Health

Measles outbreak in Europe exposes gaps in vaccination coverage

Outbreaks will continue in Europe, as elsewhere, until every country reaches the level of immunisation needed to fully protect their populations

 
By DTE Staff
Last Updated: Tuesday 02 May 2017
A toddler holding her immunisation card. Credit: CDC Global / Flickr
A toddler holding her immunisation card. Credit: CDC Global / Flickr A toddler holding her immunisation card. Credit: CDC Global / Flickr

A total of 5,881 cases of measles were reported in Europe in one year (March 1, 2016 to February 28, 2017). Between January and February 2017, more than 1,500 measles cases were reported from 14 European countries. In 10 countries—Austria, Belgium, Croatia, France, Germany, Italy, Poland, Romania, Spain and Sweden—the number of cases reported in January-February 2017 was more than double that of the first two months of 2016.

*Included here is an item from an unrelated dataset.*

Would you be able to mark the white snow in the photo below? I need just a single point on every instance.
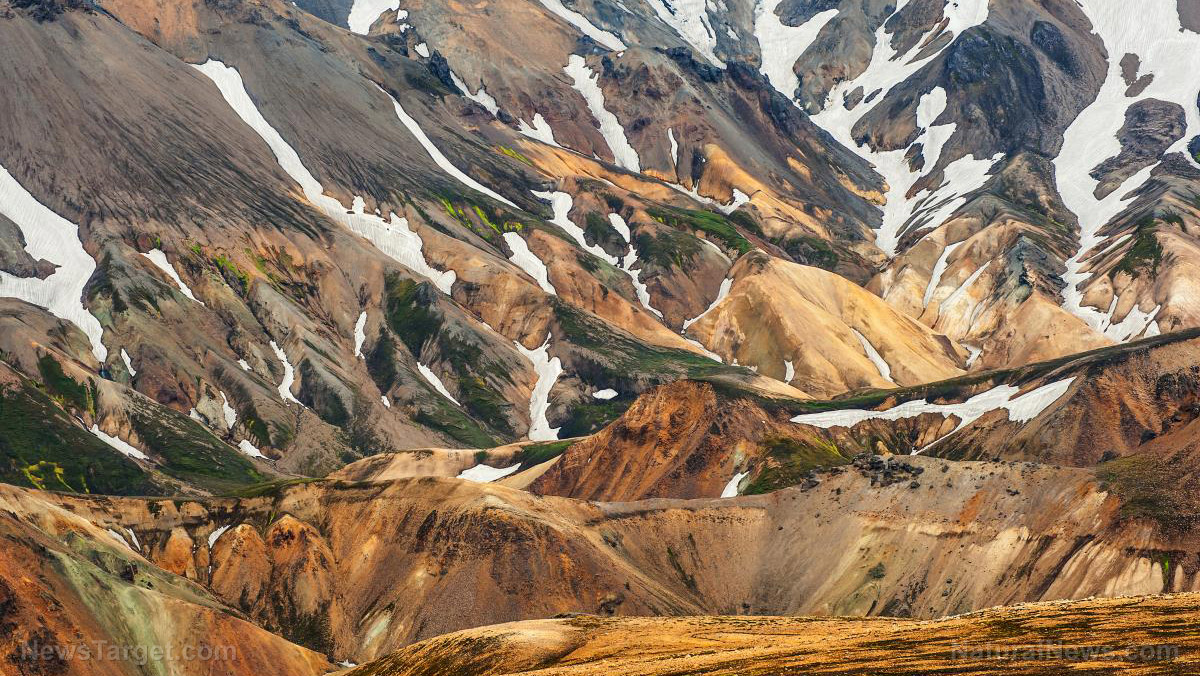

Alarmingly, most of the measles cases have been found in countries where immunisation has dipped. Romania accounted for 46 per cent of total cases, while 24 per cent were reported in Italy and 9 per cent in Britain. According to the European Centre for Disease Prevention and Control (ECDC), the UK reported 575 cases of measles during that one-year period.

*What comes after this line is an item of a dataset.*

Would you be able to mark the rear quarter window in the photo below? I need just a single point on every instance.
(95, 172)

Credit: European Centre for Disease Prevention and Control

Going by the ECDC's report, a concerning aspect of the recent outbreaks in Europe was that victims are mostly children (1-4 years) or adults over 20 years old.

Transmission of disease uncurbed

According to the WHO press release, two-thirds of the region’s 53 countries have interrupted endemic transmission of measles, with 559 measles cases reported in January 2017 alone. Of these, 474 cases were reported in 7 of the 14 endemic countries (France, Germany, Italy, Poland, Romania, Switzerland and Ukraine). "Today's travel patterns put no person or country beyond the reach of the measles virus. Outbreaks will continue in Europe, as elsewhere, until every country reaches the level of immunisation needed to fully protect their populations," says Zsuzsanna Jakab, WHO Regional Director for Europe.

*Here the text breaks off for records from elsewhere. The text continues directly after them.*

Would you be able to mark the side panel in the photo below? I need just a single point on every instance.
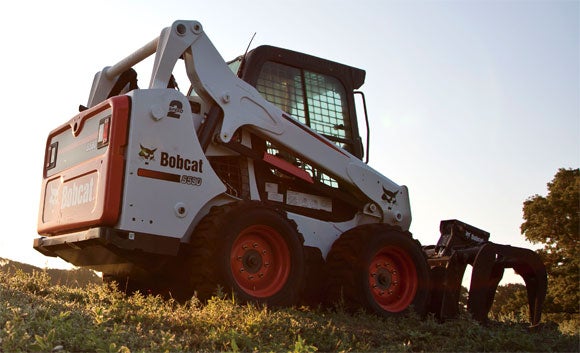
(168, 179)
(84, 167)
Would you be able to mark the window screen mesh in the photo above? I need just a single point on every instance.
(313, 99)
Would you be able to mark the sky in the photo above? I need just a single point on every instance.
(473, 105)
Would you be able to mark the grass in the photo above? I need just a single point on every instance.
(37, 316)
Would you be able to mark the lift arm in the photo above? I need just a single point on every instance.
(242, 106)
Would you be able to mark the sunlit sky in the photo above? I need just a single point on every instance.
(473, 105)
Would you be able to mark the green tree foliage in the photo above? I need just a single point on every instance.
(554, 221)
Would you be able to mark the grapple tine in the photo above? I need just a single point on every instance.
(485, 277)
(461, 244)
(530, 267)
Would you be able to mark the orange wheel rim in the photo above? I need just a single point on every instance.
(260, 261)
(392, 277)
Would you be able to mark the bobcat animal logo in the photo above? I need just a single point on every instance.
(147, 154)
(389, 196)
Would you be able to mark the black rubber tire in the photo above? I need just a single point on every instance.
(397, 281)
(271, 271)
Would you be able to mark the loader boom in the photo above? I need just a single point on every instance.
(242, 106)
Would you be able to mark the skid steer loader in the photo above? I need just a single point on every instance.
(254, 182)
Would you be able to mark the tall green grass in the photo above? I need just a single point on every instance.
(36, 316)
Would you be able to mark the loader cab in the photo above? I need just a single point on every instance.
(315, 91)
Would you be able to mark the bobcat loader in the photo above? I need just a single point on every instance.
(252, 182)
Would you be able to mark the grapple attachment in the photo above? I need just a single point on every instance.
(460, 245)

Credit: European Centre for Disease Prevention and Control

Preventing transmission of measles requires at least 95 per cent vaccination coverage with two doses.

Gaps in vaccination coverage

Out of the 5,881 cases, 87 per cent (3,083) of them were unvaccinated, eight per cent (295) had received one dose of measles vaccine and three per cent (121) had received two or more doses.

The proportion of unvaccinated cases was high in all age groups and highest among infants under one year (98 per cent).

The surge in cases of measles, according to the ECDC, is due to "an accumulation of unvaccinated individuals". Back in 2014, the WHO had warned that poor progress in increasing measles vaccination coverage has resulted in large outbreaks of this highly contagious disease.

According to the ECDC’s 2015 data, vaccination coverage for the first dose of measles was below 95 per cent in 12 of 27 countries that reported data.

For the second dose of measles, coverage was below 95 per cent in 15 out of 23 European Union/European Economic Area countries.

Measles is a highly contagious virus that spreads through direct contact and through air.

Causes of gaps in coverage

While issuing measles alert in April 2017, the WHO urged endemic countries to take measures to stop transmission of measles within their borders. Besides closing immunisation gaps in adolescents and adults, it also called for strengthening routine childhood immunisation programmes to prevent future outbreaks.

Reasons highlighted by the WHO for low vaccination coverage:

  • In countries such as Ukraine, there have been supply and procurement issues.
  • Vaccine hesitancy persists. While some people are fearful of vaccination, others are complacent or find it an inconvenience.
  • In France, people need to make an appointment with their doctor to get a prescription and then go to the pharmacy to collect the vaccine before getting another appointment with their doctor to have the vaccine administered.
  • There’s lack of trust in immunisation, leading people to turn down potentially life-saving vaccines. This negative attitude, according to experts, could be due to controversies over suspected side-effects.